TheMerryWidow1 Tue 04-Apr-17 16:28:37

did your ex-husband worry about his son when he wasn't paying?!! He knows what he is doing involving your son though, tactics. Keep the money and pay off any debts etc, why shouldn't you.

libertysilk Tue 04-Apr-17 16:31:36

We're talking about £145 a month!
My ex-husband has a partner who has a very high powered job and earns a LOT of money. My ex-husband works part-time to visit his daughter and partner, who live in Europe.
I feel very torn! So does my son, who said his father is a 'pr**k" and wishes he wouldn't get him involved.
I feel bad that I could be taking money from a small child. BUT, my ex-husband is a prolific liar, and very manipulative. He's definately lying to our son.
The CSA have been chasing him since 1997. He denied ever being married or having a child to avoid paying. They tried chasing him again about 10 years ago. He begged me to agree to sign something so he didn't have to pay, saying he'd pay me direct. He didn't!

libertysilk Tue 04-Apr-17 16:33:06

Our son never swears, so for him to use a swear word toward his father, I know he's upset!

robinofsherwood Tue 04-Apr-17 16:35:00

What did you not do so you could manage without maintenance? For my mum (and MIL), it was stuff like paying into her pension & savings. You know stuff that would see her more secure in old age. I didnt go without in any significant sense, she did. This isnt your son's money, he didnt pay for his upbringing alone.
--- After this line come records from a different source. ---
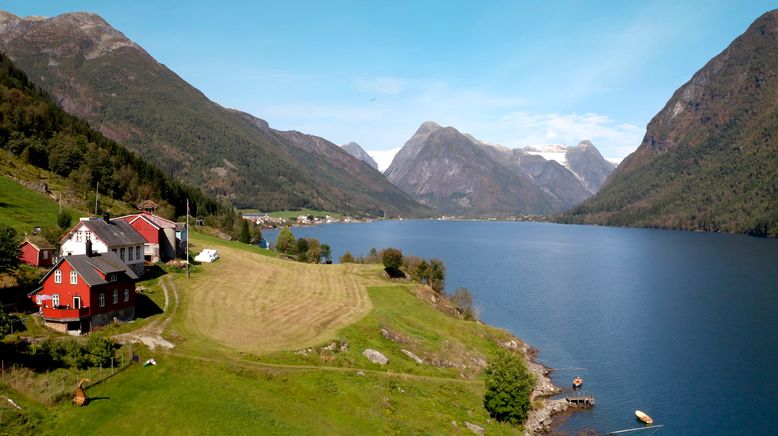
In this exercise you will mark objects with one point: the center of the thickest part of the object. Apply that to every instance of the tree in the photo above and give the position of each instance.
(326, 253)
(9, 248)
(392, 258)
(64, 220)
(286, 242)
(463, 300)
(508, 388)
(245, 233)
(314, 251)
(5, 322)
(437, 275)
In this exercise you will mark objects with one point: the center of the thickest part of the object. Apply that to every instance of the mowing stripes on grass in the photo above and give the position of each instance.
(280, 305)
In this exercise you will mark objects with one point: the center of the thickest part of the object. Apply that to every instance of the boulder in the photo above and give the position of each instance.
(375, 356)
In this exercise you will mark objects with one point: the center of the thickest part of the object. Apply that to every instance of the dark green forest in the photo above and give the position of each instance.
(36, 129)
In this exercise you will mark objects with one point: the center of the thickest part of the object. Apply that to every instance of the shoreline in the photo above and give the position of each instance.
(539, 420)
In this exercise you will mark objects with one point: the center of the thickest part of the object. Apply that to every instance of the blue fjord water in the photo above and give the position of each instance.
(681, 325)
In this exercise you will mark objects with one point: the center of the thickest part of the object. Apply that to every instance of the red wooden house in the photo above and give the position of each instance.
(84, 291)
(37, 251)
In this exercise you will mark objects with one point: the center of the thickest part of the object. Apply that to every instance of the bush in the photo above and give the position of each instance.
(463, 300)
(508, 387)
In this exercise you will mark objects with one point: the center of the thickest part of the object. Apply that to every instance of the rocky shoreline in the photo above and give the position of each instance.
(540, 419)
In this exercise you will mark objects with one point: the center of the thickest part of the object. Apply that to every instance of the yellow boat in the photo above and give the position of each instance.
(643, 417)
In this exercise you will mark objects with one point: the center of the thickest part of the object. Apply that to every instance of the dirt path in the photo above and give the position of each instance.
(151, 333)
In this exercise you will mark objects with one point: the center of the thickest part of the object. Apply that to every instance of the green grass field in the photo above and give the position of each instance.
(235, 368)
(23, 208)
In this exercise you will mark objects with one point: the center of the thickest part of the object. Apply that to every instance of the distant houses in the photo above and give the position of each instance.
(84, 291)
(37, 251)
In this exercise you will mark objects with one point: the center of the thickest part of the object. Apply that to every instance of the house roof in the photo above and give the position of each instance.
(154, 220)
(112, 233)
(38, 242)
(89, 267)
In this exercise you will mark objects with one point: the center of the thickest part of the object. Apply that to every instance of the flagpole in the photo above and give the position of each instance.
(187, 238)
Owllady Tue 04-Apr-17 16:37:52

I thought it was classed as a debt to the Secretary of state, so I'm not sure why some of you are being so soft.

Justanothernameonthepage Tue 04-Apr-17 16:42:44

I would sit down with your son and listen to him. Tell him that it's good he's concerned for his sister and that it's admirable that he wants to do what he thinks is right. But that his father avoided being fair or honourable when you were raising him. That while you would do it again without thinking twice, he owes the money and if he hadn't been such a poor father and paid when he was meant to, you would be far better off financially and more secure in a number of different ways. His father should be ashamed for bringing him into it and the attempt to manipulate you through using your son, has made you more determined that the right thing should be done, and that means you won't be cancelling his debt.
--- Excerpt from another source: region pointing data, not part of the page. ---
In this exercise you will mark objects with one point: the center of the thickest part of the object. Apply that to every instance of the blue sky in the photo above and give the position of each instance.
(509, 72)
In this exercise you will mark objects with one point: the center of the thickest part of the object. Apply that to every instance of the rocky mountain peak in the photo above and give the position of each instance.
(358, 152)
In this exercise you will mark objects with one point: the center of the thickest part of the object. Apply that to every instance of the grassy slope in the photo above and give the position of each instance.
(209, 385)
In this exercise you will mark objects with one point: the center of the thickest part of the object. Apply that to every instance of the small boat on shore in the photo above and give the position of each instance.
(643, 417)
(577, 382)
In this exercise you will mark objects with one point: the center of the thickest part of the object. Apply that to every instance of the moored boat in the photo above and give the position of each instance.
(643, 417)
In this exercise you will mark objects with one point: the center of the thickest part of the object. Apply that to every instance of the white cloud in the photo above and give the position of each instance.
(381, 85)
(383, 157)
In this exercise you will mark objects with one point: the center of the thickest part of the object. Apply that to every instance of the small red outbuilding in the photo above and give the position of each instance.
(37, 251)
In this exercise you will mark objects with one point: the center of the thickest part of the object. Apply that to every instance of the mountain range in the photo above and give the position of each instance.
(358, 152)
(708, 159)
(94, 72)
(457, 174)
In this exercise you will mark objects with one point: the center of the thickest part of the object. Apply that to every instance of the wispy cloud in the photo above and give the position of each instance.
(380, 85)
childmaintenanceserviceinquiry Tue 04-Apr-17 16:43:51

Take it. Even if you use it in the future to help your son it was money for his upbringing that should have been paid.

Justanothernameonthepage Tue 04-Apr-17 16:45:03

But point out it's not revenge, it's payment of an old debt that he lied and cheated to get out of paying. There's nothing emotional about it, just you wanting to not be even more financially punished for raising your son than you already are.

Owllady Tue 04-Apr-17 16:45:19

It has nothing to do with concern for his daughter, he just doesn't like sharing his money.
That's obvious surely from the information given?

AnneElliott Tue 04-Apr-17 16:48:43

YANBU - he owes you that money! Ask your son if his father was bothered about him being clothed and fed when he was a child? If he wasn't bothered about that, then it tells him all he needs to know about his 'father'.